4) Do NOT press the button:
Remember when mom told you the radio button activated the passenger ejector seat you were sitting on. Despite the fears of being flung out onto the road, you press it. Why? Because someone told you not too, smart ass. As humans we are destined to be morons.
If one more person walks up to me and pushes the seatbelt button when I am not expecting it I am going go Bruce Lee on their ass. I have had my laptop in it and some complete shit pushed the button AFTER I told him not too. I was able to catch the bag, but it could have been worse. My camera hasn't been so lucky. Good thing its tough, you can pound nails with that sucker.
5) Seatbelt Cons:
While the D-ring quick release is handy, it some times comes out completely (pictured left). It happened within the first week of owning it. It pissed me off, but I got over it when got drunk and fixed it. If it happens start drinking. Why? Because it worked for me, that's why.
To fix it you first have to thread it part way in (above right), then pull like hell cause it's tight. Now that it's broken in, it's a relatively trivial task to put it back into place. So why bring it up? Just to set the record straight, that's why dingle berry.

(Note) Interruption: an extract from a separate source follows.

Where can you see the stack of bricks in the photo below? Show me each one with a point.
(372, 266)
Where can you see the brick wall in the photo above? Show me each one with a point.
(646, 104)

Also the D-ring quick does wear the seatbelt strap. Mine is looking well worn. While it ain't that bad, it may be enough for a fashion minded yuppie scum to freak out about.
"Like Oh my god buy a new bag all ready!" screeches the yuppie princess.
"I can't be seen in public with you if your courier bag isn't shinny new." asserts the yuppie pricess as you prepare the butcher knife.
It hasn't affected the functioning and I ain't going to do a damn thing about it until it tears right through. When will that be? Who knows? Probably when I am long gone from this mortal coil. I only mention it cause it seems like the thing to do on the Internet. Find a small flaw in something you own then go ape shit over it. Personally, I am over it now and have moved on to other things in life.
Whatever, conclusions are for sissies who ride gears. I ain't telling you what to do, in fact I don't even care. For me I would buy the bag again without hesitation. But what the hell do I know? By now I figure you have made up your mind. Buy it, don't buy it. Run cigarettes into Quebec, I just don't fucking care.